La matière classique, qui constitue les étoiles et les planètes, ne représente que 5 % de l'univers. Le reste se répartit entre la matière noire (25 %) et l'énergie noire (70 %). Malgré leur prédominance, ces deux composantes demeurent largement méconnues.
La matière noire, une masse invisible aux effets attractifs
Détectée indirectement depuis les années 1930, la matière noire explique les vitesses de déplacement anormalement élevées des étoiles et des galaxies. Bien que cinq fois plus présente que la matière classique, elle ne rayonne pas et n'interagit pas avec la lumière.
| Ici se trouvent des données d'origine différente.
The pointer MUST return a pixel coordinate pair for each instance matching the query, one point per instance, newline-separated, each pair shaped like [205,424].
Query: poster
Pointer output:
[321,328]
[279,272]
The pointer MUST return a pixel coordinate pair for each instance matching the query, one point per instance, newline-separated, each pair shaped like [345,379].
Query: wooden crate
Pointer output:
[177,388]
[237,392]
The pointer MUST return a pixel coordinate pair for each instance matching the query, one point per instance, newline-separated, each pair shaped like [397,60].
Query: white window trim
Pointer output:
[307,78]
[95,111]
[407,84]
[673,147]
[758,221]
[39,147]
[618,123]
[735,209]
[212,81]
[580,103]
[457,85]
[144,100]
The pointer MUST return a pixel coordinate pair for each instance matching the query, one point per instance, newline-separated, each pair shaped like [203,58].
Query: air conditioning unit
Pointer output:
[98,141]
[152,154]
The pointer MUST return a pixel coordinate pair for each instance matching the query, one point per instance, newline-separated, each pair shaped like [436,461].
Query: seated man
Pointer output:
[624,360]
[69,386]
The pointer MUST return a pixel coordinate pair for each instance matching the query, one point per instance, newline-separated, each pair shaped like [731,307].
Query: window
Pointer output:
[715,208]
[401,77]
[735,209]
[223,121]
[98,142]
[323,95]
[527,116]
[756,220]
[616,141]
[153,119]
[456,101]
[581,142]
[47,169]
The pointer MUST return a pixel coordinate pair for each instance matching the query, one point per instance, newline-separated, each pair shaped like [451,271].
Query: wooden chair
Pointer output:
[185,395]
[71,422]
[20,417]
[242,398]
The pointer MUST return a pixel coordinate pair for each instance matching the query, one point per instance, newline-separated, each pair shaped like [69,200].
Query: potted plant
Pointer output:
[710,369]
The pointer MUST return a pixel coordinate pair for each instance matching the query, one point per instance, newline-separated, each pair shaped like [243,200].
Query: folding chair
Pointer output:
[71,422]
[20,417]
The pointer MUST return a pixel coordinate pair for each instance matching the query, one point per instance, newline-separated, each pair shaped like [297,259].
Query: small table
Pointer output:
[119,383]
« On ne sait même pas ce que c'est », reconnaît l'astrophysicienne Françoise Combes.Sa masse génère néanmoins une force d'attraction qui, à l'échelle cosmique, agit comme un frein à l'expansion de l'univers.
L'énergie noire, un paramètre répulsif accélérant l'expansion
Mise en évidence en 1998, l'énergie noire a été introduite pour expliquer l'accélération inattendue de l'expansion de l'univers, une découverte récompensée par le prix Nobel de physique en 2011. Contrairement à la matière noire, elle exerce un effet répulsif, éloignant les objets célestes les uns des autres. Bruno Altieri qualifie ces deux phénomènes d'« antagonistes », l'énergie noire dominant l'expansion de l'univers depuis quelques milliards d'années. Le qualificatif « noire » reflète uniquement l'ignorance actuelle de leur origine et de leur nature, comme le rappelle l'ESA.
En quoi Euclid va-t-il transformer la recherche cosmologique ?
La mission s'appuiera sur le phénomène de « lentille gravitationnelle », où une forte densité de matière dévie la lumière. Euclid étudiera les déformations faibles pour établir des statistiques sur des milliards de galaxies, permettant de cartographier la matière noire. L'analyse de l'évolution de la toile cosmique fournira également des estimations sur la période d'accélération de l'expansion.
« Nous aurons les réponses à des questions comme : 'Est-ce que l'énergie noire est constante dans le temps ?' ou 'Est-ce qu'elle varie ?' », précise Françoise Combes.Les premières réponses à ces interrogations sont attendues dans un délai de cinq à dix ans.
Les données récoltées pourraient également remettre en cause le modèle cosmologique standard et la théorie de la relativité d'Einstein.
« Soit nous allons découvrir de nouvelles particules, soit nous allons changer les lois de la physique. C'est quand même fondamental », souligne Bruno Altieri.Dès sa première année, la mission générera un volume de données équivalent à celui accumulé par l'ensemble des missions scientifiques de l'ESA depuis vingt-cinq ans, nécessitant une mobilisation importante de la communauté scientifique.
De quoi est composé l'univers ?
L'univers se compose à 5 % de matière classique (ou baryonique), à 25 % de matière noire et à 70 % d'énergie noire, selon les estimations du consensus scientifique actuel.
Où sera positionné le télescope Euclid ?
Le télescope Euclid sera positionné au point de Lagrange 2, un point stable situé à 1,5 million de kilomètres de la Terre, permettant une observation continue du ciel.
Quelle est la durée prévue de la mission Euclid ?
La mission Euclid est prévue pour durer au moins six ans, période durant laquelle elle cartographiera un tiers du ciel.